Pues bien, haber puesto esto en claro de una vez por todas es el
mérito indiscutible de la actual reflexión sobre la muerte. Se ha escrito
en una obra reciente que nuestro siglo podría ser llamado con justeza
un «siglo de muerte», no sólo porque en él proliferan con una
regularidad aterradora las muertes violentamente inferidas -los
especialistas en estadísticas sostienen que la Segunda Guerra
Mundial produjo más muertes violentas que todas las demás guerras
juntas-, sino también porque en él se ha reflexionado mucho y bien
sobre la muerte.
Seguramente ambos factores están relacionados, la proliferación de
las muertes en el ámbito de la praxis de la vida cotidiana tenía que
inducir la consideración de la muerte en el ámbito de la teoría, y así,
como es bien sabido, el existencialismo hizo de este tema un asunto
neurálgico de su reflexión antropológica; pero también, e
inesperadamente, el sector más evolucionado del marxismo recupera
el dato muerte como objeto de inquisición filosófica. Inesperadamente,
porque el marxismo clásico, desde Feuerbach para acá, desdeñó
olímpicamente el dato y lo degradó, diríamos, a puro hecho no
merecedor de reflexión, incapaz de suscitar una reflexión filosófica.
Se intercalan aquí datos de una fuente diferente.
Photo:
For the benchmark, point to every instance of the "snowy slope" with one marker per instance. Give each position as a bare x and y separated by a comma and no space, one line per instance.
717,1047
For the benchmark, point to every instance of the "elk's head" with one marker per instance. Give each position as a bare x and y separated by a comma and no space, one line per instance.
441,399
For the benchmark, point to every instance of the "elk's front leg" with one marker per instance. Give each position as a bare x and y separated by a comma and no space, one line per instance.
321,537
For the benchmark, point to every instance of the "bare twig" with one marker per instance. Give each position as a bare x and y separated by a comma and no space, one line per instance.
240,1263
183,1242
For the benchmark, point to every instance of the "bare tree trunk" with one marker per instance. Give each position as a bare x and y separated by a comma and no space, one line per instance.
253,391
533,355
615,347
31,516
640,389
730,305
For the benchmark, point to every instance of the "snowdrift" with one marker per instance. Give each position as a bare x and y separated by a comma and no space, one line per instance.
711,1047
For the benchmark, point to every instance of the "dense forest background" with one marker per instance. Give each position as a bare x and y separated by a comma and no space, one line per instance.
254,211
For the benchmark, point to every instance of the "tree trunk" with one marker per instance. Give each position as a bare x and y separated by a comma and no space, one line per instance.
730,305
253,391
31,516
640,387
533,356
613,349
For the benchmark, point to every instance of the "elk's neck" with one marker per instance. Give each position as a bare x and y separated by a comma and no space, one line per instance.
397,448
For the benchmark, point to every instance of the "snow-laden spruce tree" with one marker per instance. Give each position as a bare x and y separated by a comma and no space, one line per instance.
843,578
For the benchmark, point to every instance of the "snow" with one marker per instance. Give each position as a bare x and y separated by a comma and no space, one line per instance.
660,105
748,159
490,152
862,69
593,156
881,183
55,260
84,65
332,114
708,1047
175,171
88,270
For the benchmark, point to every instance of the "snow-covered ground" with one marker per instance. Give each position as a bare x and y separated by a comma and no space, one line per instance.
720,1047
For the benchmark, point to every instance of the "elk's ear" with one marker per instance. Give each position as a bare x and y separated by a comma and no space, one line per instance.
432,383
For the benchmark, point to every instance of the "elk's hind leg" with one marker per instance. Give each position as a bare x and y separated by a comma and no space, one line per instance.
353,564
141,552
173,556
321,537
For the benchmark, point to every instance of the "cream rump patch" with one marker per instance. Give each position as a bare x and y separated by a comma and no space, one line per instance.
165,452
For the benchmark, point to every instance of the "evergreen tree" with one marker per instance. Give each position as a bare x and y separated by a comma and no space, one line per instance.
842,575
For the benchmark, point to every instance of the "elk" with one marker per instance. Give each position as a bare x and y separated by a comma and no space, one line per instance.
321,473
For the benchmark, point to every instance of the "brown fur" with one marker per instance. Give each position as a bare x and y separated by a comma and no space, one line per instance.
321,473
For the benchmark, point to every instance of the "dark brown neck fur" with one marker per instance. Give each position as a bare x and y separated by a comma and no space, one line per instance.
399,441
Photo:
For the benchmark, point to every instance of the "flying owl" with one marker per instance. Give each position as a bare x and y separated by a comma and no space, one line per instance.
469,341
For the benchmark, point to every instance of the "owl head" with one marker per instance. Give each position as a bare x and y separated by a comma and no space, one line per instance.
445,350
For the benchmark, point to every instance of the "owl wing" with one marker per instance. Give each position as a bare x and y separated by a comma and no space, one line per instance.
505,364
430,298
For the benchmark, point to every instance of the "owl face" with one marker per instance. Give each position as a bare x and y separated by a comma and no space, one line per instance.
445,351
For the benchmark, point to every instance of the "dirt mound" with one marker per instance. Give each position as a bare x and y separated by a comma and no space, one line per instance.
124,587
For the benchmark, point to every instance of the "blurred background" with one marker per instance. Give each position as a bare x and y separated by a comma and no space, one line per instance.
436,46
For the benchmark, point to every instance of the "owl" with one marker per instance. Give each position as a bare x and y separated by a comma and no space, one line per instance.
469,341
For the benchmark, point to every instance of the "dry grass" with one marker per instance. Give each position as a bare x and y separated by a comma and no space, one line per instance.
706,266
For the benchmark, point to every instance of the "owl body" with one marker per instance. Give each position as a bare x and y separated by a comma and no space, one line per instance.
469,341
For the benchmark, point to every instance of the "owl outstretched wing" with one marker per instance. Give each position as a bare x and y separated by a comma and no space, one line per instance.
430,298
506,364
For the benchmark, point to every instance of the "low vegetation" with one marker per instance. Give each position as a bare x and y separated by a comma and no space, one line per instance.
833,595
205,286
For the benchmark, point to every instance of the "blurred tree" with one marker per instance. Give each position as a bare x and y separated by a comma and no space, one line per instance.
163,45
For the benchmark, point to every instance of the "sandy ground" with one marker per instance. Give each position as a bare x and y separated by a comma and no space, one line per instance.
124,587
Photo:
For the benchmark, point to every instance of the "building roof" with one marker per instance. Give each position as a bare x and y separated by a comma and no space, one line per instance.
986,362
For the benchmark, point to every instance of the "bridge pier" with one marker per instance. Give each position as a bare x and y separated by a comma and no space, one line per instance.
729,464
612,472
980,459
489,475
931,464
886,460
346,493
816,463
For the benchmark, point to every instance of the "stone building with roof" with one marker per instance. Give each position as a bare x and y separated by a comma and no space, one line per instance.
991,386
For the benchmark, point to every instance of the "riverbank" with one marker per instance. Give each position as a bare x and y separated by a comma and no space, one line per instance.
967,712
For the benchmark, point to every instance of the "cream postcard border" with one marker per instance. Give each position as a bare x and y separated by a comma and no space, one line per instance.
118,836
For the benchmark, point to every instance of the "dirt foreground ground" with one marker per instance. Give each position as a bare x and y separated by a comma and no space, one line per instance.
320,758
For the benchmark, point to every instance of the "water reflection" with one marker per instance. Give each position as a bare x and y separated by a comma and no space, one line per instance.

Las reales dimensiones de la muerte
Lo que resulta de esta detenida indagación del problema «muerte»
es el descubrimiento de sus reales dimensiones. En este punto creo
que se puede diseñar lo que es hoy un práctico consenso: el
problema de la muerte no es un problema sectorial, sino un problema
global; cuando decimos «muerte», no estamos abordando una
cuestión marginal, sino cardinal. Efectivamente, la pregunta sobre la
muerte desencadena toda una serie de interrogantes sobre el sentido
de la vida y el significado de la historia; sobre la validez de los
imperativos éticos absolutos: la justicia, la libertad, la dignidad...;
sobre la dialéctica presente-futuro; sobre la posibilidad de la
esperanza... La pregunta sobre la muerte es sobre todo una variante
de la pregunta sobre la singularidad, irrepetibilidad y validez absoluta
del individuo concreto, que es en definitiva quien la sufre, su sujeto.
Todas estas dimensiones del problema muerte han sido tocadas con
mayor o menor profundidad por los autores antes citados:
existencialistas como Heidegger, Sartre, Jaspers, Marcel, etc.;
marxistas evolucionados, neomarxistas o marxistas humanistas como
Bloch, Garaudy, Schaff, Kolakowski, etc. Examinémoslas más
detenidamente:
1. La pregunta sobre la muerte es en primer lugar la pregunta sobre
el sentido de la vida. H/SER-PARA-LA-MU: El hombre, decíamos
antes, es finitud constitutiva. En cuanto tal, el hombre es
ser-para-la-muerte-la ya tópica descripción heideggeriana de la
condición humana-, y lo es en un doble sentido: ante todo, en el
sentido biológico -en lo cual no se distingue del resto de los seres
vivos, todos los cuales llevan la muerte incrustada en su código
genético (la muerte es una especie de astucia de la vida para
perpetuarse)-; pero lo es también en un sentido propio, singular: en el
sentido que Heidegger llamaría «existencial» u «ontológico». El
hombre es ser para la muerte en tanto en cuanto que él, y sólo él, no
sólo muere, sino que sabe que muere. En el resto de los seres vivos,
decía Heidegger, se da la pura facticidad del expirar, se da el deceso
como hecho biológico, pero no se da esta interna ordenación hacia la
muerte que se da en el hombre por su conciencia anticipatoria del
hecho mismo de tener que morir.
Siendo ser para la muerte en este doble sentido -el biológico y el
existencial u ontológico-, la vida del hombre tendrá significación en la
medida en que lo tenga su muerte. Y viceversa, una muerte sin
sentido, una muerte insensata, contagiará restrospectivamente de su
insensatez a la vida.
En este punto, la reflexión de Sartre es de una enorme lucidez.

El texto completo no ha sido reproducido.